Over at the TNLT blog, Tim Elmore makes some interesting observations about the power struggling occurring in Egypt. He notes that most of the protesters are under the age of 30 and have successfully used the social networking medium to advance their cause.
The Youth Bulge
According to Elmore, Egypt is experiencing a swelling of youth, or a youth bulge, defined as when young people make up more than 30 percent of the total population. And this influential Middle Eastern nation is not alone. Today, 66 nations meet the criteria of a population where youth makes up more than 30 percent. Of those 66 nations, 60 of them are experiencing violence or civil war.

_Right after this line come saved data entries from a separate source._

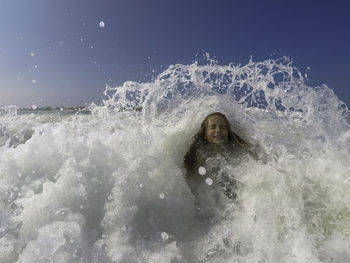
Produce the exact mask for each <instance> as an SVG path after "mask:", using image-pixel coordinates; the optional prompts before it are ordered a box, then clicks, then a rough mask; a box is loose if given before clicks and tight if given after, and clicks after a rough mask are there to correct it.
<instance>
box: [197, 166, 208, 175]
mask: <svg viewBox="0 0 350 263" xmlns="http://www.w3.org/2000/svg"><path fill="white" fill-rule="evenodd" d="M198 173H199V174H200V175H205V174H206V173H207V170H206V169H205V168H204V167H203V166H200V167H199V168H198Z"/></svg>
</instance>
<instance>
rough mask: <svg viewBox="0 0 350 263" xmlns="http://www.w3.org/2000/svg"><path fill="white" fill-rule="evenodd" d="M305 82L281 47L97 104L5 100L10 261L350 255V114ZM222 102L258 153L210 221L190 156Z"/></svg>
mask: <svg viewBox="0 0 350 263" xmlns="http://www.w3.org/2000/svg"><path fill="white" fill-rule="evenodd" d="M307 83H308V81H307V80H306V78H305V76H304V75H303V74H302V73H301V72H300V71H299V70H298V69H297V68H295V67H294V66H293V65H292V64H291V63H290V62H289V61H288V60H287V59H284V58H282V59H277V60H266V61H262V62H254V61H250V62H249V63H248V64H246V65H226V66H222V65H218V64H216V63H214V62H210V63H206V64H199V63H194V64H191V65H180V64H178V65H172V66H170V67H169V68H168V69H167V70H165V71H164V72H162V73H161V74H159V75H158V76H157V77H156V78H155V79H154V80H153V81H152V82H148V83H137V82H132V81H129V82H125V83H124V84H123V85H122V86H119V87H106V90H105V94H104V95H105V100H104V101H103V105H102V106H97V105H91V106H89V109H88V110H89V112H90V114H82V113H81V112H77V113H74V114H73V113H67V114H63V113H62V112H61V111H55V112H41V113H40V112H35V111H34V112H22V113H19V111H18V109H17V108H16V107H14V106H6V107H2V108H1V109H0V262H1V263H2V262H21V263H24V262H28V263H33V262H43V263H44V262H45V263H46V262H94V263H95V262H106V263H111V262H125V263H126V262H127V263H129V262H132V263H133V262H135V263H136V262H169V263H170V262H171V263H175V262H242V263H243V262H256V263H258V262H259V263H263V262H276V263H280V262H288V263H289V262H305V263H313V262H350V237H349V233H350V191H349V189H350V158H349V156H350V155H349V151H350V114H349V111H348V109H347V107H346V105H345V104H344V103H342V102H341V101H340V100H339V99H338V97H337V96H336V95H335V94H334V93H333V91H332V90H330V89H329V88H328V87H327V86H317V87H312V86H309V85H308V84H307ZM214 111H220V112H222V113H224V114H226V116H227V117H228V119H229V120H230V123H231V125H232V129H233V130H234V131H235V132H237V133H238V134H240V135H241V136H242V137H244V138H246V139H247V140H249V141H250V142H251V144H253V145H254V147H255V150H256V152H257V153H258V155H259V158H258V160H255V159H253V158H246V159H244V160H243V161H242V162H240V163H238V164H237V163H236V162H234V160H233V161H232V163H230V162H228V163H227V167H223V169H230V171H232V173H233V174H234V175H235V178H236V180H238V181H240V189H239V191H238V195H237V198H236V200H234V201H233V200H231V199H228V198H226V199H225V198H222V200H221V201H220V205H218V207H217V208H216V210H217V211H216V213H215V217H211V218H209V219H208V218H207V219H205V218H204V219H203V218H198V217H196V216H195V214H196V211H195V210H196V208H195V204H194V201H195V197H194V196H193V195H192V193H191V191H190V189H189V188H188V186H187V184H186V181H185V179H184V175H185V173H184V168H183V156H184V154H185V153H186V151H187V150H188V148H189V144H190V142H191V139H192V137H193V135H194V134H195V133H196V132H197V131H198V129H199V126H200V123H201V122H202V120H203V119H204V117H205V116H206V115H207V114H209V113H211V112H214ZM208 187H210V186H208ZM213 187H214V185H213ZM218 191H219V190H218Z"/></svg>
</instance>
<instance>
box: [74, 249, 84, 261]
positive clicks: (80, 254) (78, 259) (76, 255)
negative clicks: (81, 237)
mask: <svg viewBox="0 0 350 263" xmlns="http://www.w3.org/2000/svg"><path fill="white" fill-rule="evenodd" d="M82 254H83V250H82V249H81V248H77V249H75V250H74V254H73V258H75V259H78V260H79V259H80V258H81V256H82Z"/></svg>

Command and Control Doesn’t Work
Apparently, the kind of turmoil presently being experienced in Egypt is typical when a youthful population is under a regime that that only knows how to lead via “command and control,” through intimidation and power.
To those of us who study the Millennial generation, or those born between 1980-1995, this hardly comes as a surprise. For we understand the Millennials – globally – to be a pretty outspoken bunch. They are not content to wait their turn to express their opinions and make a difference when they’re older. Rather, they want to be listened to and accommodated now.
Solicit the Millennial Point of View
Those leaders who are managing and/or mentoring teams of Millennials should keep this in mind. Acting like a dictator (i.e. because I said so) or making decisions simply because they support the status quo will not fly with this group. Your approach must include a continuous feedback loop and the opportunity for Millennial employees to discuss and provide input on company and team developments as well as individual assignments.
By demonstrating that you care about young professionals’ points of view and feel they have something valuable to contribute, you may well prevent your own civil war from erupting in your organization.